The combined fade curve highlights the End-of-Life (EoL) point at 80% capacity retention, matching the standard industry definition.
Butler-Volmer Mode
The core electrode kinetic equation is plotted interactively:
i = i₀ · [exp(α·F·η / RT) − exp(−(1−α)·F·η / RT)]
Users control the exchange current density i₀, transfer
coefficient α, and temperature. The anodic and cathodic
half-currents are shown as separate dashed lines. The anodic Tafel slope
(RT/(αF) · ln(10)) is computed and displayed. The lower
canvas shows a sketch of the corresponding Nyquist impedance plot, with
the ohmic resistance intercept and the charge-transfer resistance
semicircle radius both derived from i₀.
Technical Notes
- All three simulations use Canvas 2D only — no external libraries or bundler.

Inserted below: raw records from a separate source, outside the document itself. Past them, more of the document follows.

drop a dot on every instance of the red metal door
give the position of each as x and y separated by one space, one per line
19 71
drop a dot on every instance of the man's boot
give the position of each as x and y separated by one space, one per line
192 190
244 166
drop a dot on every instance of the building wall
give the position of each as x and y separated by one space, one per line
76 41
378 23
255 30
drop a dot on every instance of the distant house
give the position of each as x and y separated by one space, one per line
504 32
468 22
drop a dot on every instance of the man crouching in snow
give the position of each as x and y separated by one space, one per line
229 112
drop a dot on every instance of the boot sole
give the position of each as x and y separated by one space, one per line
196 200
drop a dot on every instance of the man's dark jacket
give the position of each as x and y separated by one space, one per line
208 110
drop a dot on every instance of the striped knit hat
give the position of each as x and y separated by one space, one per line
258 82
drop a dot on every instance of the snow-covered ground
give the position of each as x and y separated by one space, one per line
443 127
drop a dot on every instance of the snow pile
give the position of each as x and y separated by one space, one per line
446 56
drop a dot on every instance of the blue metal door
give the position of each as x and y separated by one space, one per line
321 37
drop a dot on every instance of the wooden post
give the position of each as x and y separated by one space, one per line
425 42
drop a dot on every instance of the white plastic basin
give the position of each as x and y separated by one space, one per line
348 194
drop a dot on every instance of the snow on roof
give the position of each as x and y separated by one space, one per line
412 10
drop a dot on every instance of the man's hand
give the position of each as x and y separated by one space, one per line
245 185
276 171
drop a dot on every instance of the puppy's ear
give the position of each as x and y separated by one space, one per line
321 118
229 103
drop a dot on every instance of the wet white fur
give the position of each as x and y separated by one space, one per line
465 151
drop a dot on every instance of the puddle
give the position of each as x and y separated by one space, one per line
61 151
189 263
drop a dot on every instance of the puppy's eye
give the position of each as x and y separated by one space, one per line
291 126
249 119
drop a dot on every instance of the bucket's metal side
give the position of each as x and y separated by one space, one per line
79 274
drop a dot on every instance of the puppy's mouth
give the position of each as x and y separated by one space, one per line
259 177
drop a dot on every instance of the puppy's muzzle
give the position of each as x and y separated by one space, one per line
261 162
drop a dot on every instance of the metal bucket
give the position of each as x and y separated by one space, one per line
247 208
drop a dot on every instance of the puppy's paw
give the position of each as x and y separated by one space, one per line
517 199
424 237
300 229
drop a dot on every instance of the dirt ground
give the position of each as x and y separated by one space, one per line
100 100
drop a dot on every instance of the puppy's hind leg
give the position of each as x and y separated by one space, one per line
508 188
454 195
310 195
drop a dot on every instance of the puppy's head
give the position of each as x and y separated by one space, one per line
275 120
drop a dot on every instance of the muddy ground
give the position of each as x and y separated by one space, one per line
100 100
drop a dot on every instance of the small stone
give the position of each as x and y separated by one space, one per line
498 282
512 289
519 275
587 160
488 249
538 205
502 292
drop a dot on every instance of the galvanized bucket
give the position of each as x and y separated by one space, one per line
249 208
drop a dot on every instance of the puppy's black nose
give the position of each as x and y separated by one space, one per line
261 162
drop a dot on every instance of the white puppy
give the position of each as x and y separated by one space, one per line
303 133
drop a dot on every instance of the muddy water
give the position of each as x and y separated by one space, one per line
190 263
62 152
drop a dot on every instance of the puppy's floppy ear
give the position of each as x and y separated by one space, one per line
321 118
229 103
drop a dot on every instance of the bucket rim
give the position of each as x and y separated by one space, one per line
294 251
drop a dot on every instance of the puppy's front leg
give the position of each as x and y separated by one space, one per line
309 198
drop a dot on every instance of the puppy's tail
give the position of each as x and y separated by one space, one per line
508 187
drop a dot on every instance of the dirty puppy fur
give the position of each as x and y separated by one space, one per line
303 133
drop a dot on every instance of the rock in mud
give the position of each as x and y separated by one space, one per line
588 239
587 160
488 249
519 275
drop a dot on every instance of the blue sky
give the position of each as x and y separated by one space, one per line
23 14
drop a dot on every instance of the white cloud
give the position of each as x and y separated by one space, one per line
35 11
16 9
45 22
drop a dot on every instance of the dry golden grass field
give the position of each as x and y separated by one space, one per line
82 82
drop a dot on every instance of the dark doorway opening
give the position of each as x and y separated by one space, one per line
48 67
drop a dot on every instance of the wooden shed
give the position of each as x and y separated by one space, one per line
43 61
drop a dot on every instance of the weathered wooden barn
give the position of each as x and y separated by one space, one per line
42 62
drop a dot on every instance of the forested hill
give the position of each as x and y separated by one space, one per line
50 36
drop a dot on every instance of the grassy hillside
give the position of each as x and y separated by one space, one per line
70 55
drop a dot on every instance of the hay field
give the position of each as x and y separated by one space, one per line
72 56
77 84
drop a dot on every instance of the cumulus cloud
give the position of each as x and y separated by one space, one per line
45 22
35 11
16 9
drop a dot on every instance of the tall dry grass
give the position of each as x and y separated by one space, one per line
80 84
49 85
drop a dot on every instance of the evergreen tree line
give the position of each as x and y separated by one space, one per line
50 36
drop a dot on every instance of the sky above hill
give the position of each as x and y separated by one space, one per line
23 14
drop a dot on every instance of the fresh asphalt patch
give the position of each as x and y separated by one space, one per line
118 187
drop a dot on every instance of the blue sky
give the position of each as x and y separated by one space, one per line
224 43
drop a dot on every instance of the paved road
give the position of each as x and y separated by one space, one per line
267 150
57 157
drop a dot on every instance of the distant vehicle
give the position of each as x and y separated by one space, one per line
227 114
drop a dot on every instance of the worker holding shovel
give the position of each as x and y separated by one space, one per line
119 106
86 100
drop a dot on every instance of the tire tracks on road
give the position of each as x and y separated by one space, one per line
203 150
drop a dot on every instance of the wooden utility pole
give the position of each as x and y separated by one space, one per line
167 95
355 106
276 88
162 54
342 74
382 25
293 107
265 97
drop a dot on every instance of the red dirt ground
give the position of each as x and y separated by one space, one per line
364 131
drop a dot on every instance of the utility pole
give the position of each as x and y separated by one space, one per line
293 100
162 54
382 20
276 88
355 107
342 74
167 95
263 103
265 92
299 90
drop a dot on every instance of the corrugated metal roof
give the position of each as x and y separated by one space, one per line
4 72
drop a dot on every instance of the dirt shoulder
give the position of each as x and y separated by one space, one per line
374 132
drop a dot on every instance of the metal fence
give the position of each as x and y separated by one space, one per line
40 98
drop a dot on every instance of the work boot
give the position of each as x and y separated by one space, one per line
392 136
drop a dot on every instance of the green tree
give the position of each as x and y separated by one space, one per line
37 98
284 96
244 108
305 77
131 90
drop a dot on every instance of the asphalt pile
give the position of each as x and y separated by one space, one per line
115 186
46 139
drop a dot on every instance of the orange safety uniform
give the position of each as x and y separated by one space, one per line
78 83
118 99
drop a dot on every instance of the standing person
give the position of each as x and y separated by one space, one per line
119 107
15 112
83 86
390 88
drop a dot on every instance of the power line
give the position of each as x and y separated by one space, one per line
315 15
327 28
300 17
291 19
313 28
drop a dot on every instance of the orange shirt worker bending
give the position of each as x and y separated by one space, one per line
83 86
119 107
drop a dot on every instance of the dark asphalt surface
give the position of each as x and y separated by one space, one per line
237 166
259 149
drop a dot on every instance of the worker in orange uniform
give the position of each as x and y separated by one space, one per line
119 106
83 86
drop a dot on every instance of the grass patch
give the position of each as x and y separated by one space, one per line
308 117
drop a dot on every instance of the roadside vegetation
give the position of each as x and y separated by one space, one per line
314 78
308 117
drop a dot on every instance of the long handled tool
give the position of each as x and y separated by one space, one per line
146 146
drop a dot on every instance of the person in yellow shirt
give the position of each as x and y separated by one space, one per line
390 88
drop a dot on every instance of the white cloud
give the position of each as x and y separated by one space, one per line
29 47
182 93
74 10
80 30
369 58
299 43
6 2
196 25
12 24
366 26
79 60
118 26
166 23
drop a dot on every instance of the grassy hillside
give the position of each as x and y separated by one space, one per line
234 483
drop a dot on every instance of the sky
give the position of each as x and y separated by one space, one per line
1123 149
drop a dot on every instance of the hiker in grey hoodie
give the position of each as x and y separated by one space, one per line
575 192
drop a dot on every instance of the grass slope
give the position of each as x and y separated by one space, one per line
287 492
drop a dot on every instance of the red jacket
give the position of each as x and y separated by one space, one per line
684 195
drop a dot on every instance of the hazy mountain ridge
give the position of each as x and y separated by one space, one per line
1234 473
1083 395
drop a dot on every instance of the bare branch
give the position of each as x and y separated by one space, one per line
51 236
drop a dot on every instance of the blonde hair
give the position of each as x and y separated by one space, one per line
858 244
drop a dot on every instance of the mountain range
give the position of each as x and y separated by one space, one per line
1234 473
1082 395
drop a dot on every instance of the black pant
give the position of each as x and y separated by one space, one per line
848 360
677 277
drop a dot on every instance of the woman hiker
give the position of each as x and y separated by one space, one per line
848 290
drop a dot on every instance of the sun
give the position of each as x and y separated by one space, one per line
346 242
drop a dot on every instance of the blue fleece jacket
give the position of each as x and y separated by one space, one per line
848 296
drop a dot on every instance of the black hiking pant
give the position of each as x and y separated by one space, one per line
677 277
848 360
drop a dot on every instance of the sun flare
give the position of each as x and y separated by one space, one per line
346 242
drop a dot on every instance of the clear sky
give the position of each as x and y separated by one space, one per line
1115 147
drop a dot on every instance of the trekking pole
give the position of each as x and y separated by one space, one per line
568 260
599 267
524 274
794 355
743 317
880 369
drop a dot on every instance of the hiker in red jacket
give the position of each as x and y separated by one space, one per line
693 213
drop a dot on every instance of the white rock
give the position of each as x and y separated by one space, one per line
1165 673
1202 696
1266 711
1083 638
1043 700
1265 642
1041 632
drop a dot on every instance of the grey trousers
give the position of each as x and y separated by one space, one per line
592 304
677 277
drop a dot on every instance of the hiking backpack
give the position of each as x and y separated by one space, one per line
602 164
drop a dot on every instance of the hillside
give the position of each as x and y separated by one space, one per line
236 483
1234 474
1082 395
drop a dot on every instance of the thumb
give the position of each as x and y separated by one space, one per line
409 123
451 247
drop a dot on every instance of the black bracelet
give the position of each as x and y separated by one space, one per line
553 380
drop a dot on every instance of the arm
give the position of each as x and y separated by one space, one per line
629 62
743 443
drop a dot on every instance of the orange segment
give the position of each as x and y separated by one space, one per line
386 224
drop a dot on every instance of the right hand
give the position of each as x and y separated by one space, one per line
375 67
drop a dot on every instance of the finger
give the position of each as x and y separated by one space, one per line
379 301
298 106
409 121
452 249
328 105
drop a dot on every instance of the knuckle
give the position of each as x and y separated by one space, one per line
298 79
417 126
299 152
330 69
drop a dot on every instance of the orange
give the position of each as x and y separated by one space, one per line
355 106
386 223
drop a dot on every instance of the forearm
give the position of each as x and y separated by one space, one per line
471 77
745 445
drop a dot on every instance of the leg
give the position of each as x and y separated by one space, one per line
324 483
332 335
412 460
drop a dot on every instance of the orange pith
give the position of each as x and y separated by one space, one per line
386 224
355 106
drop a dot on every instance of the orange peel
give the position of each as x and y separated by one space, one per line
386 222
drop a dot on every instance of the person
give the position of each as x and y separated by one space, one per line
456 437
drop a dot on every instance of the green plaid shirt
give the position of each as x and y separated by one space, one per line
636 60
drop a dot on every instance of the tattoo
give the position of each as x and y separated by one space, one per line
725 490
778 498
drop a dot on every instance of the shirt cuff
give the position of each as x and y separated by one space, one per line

- Each has EN and UK (Ukrainian) language versions with full hreflang metadata.
-
Structured data:
SoftwareApplication+BreadcrumbListin each page. -
Statistics t-test uses a Lanczos
logGamma+ Lentz continued-fractionincompleteBetafor accurate p-values. - Battery simulation uses a seeded PRNG-free approach — curves are deterministic functions, no randomness needed.
What’s Next
Upcoming candidates from the queue include quantum tunnelling, orbital mechanics (Hohmann transfer), cellular automaton rule explorer, and a protein folding coarse-grained model. The 550-simulation milestone is within reach in the next 2–3 sessions.